Perelyn-sama

Posted on Dec 6, 2020 • Edited on Dec 11, 2020

Getting the frequency of an element in an array in JavaScript

#javascript #algorithms #beginners #node

First of all, what is frequency?
According to Wikipedia, it's" the rate at which something occurs over a particular period of time or in a given sample."
There are multiple ways to get the frequency of an element in an array. In this article, we'll focus on one of those ways by using some of the higher-order functions in Javascript.

Let's begin

For instance, if we have an array of letters:

const letters = ["a", "b", "c", "a", "b", "c", "a", "b"];

To get the frequency of each element, we will first need to create an empty object named count:

const count = {};

Next, we'll utilize one those higher order functions we were talking about:

letters.forEach(e => count[e] ? count[e]++ : count[e] = 1 );

What the above code does is simply check, if each element of letters is present in count. Initially count is empty and does not contain any of letters elements, so when the ternary operator runs on an element of letters to check if its present in count for the first time, it's going to work with the falsy condition which is to assign letters elements to 1 in the count object.
So the count object will then become:

console.log(count) // {"a" : 1, "b" : 1, "c" : 1};

Afterward, when the ternary operator checks if count has an element of letters that has already been checked, the ternary operator will then run the truthy condition which is to increment the value of the elements in letters if they are already present in count, so count will now become:

console.log(count) // {"a" : 3, "b" : , "c" : 2};

And just like that ladies and gentlemen, we've been able to get the frequency of each element of letters.

Conclusion

Here's the complete code:

const letters = ["a", "b", "c", "a", "b", "c", "a", "b"];
const count = {};
letters.forEach(e => count[e] ? count[e]++ : count[e] = 1 );

console.log(count) // {"a" : 1, "b" : 1, "c" : 1}

P.S: This code can be used for both strings and numbers.

Top comments (18)

Kai • Dec 6 '20

There's no need for nums.map(e => Number(e)). Here, you are transforming numbers to... well, numbers. You can skip this step. If you really want to convert them to strings you should use either String(e) or e.toString().

Perelyn-sama • Dec 11 '20

I'm sorry It's a typo, I originally wanted to write String(e). Thanks for pointing out to me

Zen • Dec 6 '20

You can change Number(e) with +e

keogami • Dec 6 '20

Thats too hacky and non intuitive i.e. not readable. As a simple rule you must avoid being clever because readable code is always better than clever code 😊

Perelyn-sama • Dec 11 '20

True, simple code is good code.

Perelyn-sama • Dec 11 '20

Thanks for the pointer.

Rishit Khandelwal • Dec 6 '20

We could just use Array.reduce

Perelyn-sama • Dec 11 '20

Yeah, there's more that one way to skin a cat

Rishit Khandelwal • Dec 11 '20

const count=(i,w)=>i.reduce((a,v)=>v==w?a+1:a,0)

Perelyn-sama • Dec 11 '20

Thanks!

bugb • Dec 6 '20

const letters = ["a", "b", "c", "a", "b", "c", "a", "b"];
const countLetters = letters.reduce((m,n)=>({...m, [n]:-~m[n]}),{})

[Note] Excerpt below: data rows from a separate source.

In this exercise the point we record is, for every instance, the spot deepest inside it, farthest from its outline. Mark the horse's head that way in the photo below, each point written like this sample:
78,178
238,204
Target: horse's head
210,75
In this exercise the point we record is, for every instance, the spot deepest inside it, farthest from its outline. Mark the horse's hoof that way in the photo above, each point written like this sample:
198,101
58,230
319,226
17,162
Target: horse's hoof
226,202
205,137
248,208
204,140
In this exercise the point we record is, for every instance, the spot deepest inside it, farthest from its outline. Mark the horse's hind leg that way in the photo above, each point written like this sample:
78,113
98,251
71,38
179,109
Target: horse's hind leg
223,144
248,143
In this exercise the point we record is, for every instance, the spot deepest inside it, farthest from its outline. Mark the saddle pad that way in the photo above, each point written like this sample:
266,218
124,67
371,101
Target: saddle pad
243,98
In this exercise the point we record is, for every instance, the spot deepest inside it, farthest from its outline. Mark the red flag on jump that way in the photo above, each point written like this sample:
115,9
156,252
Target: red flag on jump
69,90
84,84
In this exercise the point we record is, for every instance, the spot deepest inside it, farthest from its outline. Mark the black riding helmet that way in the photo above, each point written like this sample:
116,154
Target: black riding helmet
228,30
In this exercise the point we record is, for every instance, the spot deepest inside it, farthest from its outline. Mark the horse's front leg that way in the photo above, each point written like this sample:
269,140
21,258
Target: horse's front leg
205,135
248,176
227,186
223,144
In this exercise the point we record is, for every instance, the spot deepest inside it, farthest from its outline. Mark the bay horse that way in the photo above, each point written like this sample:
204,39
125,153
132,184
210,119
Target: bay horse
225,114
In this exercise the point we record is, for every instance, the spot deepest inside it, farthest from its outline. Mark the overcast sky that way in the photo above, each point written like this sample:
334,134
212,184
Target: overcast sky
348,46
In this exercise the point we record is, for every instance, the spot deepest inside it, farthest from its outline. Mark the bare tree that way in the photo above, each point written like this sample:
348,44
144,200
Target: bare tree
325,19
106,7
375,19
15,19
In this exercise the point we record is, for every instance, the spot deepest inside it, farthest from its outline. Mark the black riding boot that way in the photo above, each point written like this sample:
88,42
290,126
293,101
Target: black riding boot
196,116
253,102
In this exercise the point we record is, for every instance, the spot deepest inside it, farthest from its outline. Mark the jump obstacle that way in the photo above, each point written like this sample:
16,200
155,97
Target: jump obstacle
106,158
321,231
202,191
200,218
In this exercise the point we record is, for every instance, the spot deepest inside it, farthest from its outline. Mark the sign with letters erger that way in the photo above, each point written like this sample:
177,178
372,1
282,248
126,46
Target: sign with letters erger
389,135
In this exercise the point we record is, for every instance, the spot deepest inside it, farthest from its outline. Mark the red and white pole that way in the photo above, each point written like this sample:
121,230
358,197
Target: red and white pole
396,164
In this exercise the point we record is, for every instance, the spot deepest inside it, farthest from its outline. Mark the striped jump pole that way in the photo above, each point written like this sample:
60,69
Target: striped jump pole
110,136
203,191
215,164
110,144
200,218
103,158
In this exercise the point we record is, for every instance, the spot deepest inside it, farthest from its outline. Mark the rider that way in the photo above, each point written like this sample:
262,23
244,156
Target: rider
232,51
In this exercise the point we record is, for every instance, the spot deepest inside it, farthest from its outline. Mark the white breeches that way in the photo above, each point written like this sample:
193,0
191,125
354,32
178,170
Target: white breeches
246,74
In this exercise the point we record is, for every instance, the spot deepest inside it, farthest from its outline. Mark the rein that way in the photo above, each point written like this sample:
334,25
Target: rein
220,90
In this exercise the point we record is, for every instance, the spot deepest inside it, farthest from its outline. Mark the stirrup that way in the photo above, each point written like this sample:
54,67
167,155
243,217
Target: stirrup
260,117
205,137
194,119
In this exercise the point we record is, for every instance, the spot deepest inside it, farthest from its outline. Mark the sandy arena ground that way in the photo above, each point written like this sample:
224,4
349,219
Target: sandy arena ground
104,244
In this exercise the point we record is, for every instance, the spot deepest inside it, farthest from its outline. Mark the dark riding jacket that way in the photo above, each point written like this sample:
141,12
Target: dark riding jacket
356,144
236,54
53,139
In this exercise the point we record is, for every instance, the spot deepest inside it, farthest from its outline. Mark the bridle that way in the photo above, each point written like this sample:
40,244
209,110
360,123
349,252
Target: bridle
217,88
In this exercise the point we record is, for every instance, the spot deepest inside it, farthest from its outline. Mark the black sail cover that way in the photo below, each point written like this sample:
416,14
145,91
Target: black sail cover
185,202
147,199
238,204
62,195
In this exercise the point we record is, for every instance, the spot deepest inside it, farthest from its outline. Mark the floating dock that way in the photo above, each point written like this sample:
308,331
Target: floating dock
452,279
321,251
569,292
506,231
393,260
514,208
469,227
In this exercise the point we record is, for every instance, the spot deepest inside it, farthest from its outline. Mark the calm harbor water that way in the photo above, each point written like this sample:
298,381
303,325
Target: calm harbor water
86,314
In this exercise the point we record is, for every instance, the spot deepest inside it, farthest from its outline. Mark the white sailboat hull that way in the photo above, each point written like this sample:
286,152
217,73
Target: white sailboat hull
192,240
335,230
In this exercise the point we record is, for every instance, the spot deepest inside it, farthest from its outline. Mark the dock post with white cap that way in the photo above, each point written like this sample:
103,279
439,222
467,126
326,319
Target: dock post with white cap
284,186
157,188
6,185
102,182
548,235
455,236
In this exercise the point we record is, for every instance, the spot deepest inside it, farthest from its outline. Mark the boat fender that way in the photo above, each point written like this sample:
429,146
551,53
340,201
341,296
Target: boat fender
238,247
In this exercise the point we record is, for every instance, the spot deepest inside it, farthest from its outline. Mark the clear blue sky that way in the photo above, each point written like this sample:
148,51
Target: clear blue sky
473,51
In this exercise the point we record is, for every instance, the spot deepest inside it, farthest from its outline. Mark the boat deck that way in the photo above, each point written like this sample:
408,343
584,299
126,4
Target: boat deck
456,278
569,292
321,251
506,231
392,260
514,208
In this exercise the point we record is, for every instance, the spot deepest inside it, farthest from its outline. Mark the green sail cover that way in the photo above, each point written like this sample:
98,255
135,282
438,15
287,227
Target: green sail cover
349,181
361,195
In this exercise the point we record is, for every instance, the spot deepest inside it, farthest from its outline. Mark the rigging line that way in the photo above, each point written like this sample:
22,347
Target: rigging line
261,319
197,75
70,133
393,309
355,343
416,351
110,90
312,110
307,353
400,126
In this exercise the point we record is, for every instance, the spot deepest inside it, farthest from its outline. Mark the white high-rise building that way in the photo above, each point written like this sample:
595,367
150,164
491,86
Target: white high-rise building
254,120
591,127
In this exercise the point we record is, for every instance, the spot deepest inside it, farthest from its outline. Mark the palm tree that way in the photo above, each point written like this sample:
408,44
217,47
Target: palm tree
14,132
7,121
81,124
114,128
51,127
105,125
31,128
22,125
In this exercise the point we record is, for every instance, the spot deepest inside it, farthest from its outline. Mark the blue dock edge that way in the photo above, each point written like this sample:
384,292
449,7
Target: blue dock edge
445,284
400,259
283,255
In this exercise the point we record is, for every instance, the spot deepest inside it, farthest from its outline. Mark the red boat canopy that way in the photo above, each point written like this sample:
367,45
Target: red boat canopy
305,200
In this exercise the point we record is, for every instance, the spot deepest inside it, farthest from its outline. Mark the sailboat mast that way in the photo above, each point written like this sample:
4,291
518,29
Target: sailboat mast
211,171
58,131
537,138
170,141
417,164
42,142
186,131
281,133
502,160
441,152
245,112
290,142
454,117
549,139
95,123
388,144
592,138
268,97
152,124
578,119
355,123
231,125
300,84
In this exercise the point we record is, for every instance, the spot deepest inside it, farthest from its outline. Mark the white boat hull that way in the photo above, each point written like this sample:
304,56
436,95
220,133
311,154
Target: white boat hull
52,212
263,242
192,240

// For nums, it is the same

Perelyn-sama • Dec 11 '20

Wow thanks, that's awesome and shorter

bugb • Dec 15 '20

no problems, keep learning !

Adam Nathaniel Davis • Dec 6 '20

Why would you need to do this any differently for numbers vs strings?? The first example (the one that you show as being "for string elements") works just fine if you pass in the array of numbers.